Speaker
Description
Our formalism is based on the Covariant Spectator Theory (CST), a framework based on field theory originally developed to study systems of few nucleons. The distinctive feature of this approach is that it approximates the full Bethe-Salpeter-equation by taking into account, effectively, the contributions of both ladder and crossed ladder diagrams in the kernel.
Another notable feature of the CST equations is that they are established in physical Minkowski space. Therefore, the results obtained are not restricted to bound state masses and momentum regions which are free of propagator singularities.

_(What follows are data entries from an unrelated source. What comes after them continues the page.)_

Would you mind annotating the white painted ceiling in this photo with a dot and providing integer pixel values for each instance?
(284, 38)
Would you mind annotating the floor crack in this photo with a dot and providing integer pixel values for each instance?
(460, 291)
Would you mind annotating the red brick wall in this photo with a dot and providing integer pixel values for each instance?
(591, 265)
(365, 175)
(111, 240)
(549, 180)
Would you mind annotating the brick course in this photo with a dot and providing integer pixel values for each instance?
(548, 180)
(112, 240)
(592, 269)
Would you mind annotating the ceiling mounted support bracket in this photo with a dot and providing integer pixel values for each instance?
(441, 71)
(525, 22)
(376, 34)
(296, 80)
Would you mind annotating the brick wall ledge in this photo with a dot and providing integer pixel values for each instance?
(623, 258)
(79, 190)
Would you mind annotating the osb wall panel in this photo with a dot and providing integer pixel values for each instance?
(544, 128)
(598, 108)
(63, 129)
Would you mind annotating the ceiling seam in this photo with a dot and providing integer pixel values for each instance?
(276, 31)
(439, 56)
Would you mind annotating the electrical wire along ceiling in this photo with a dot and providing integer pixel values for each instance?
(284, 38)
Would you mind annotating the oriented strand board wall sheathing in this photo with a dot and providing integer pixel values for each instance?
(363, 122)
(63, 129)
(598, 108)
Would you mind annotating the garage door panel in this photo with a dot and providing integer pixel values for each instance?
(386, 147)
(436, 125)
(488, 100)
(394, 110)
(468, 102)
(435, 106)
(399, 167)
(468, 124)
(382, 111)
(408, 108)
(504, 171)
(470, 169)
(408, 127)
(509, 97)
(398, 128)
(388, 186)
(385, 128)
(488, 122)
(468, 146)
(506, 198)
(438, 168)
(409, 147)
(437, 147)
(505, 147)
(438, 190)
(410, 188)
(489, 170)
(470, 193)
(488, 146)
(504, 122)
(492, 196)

This is advantageous over Euclidean formulations (although it entails the difficulty of handling those singularities numerically) because form factors can be computed directly in the timelike region with no need for analytical continuations.
To model phenomenologically the interquark interaction, we adopt a kernel compatible with the requirements of chiral symmetry that contains a linear confining term, a color Coulomb term and a constant. This choice allow us to have a straightforward correspondence with the Cornell potential (plus a constant) and recover, in the nonrelativistic limit, the results from the Schrödinger equation. The parameters that characterize this model, namely the constituent quark masses and coupling constants, are fitted to data and compared with their counterparts provided by other approaches such as lattice QCD and formulations based on the Dyson-Schwinger equations.
Summary
In this work we compute a variety of $q\bar{q}$ mass spectra, ranging from heavy to heavy-light sectors, using a unified and manifestly covariant relativistic description. Calculations for mesons with different tensor structures are performed and compared with experiment, as well as with the result of other approaches.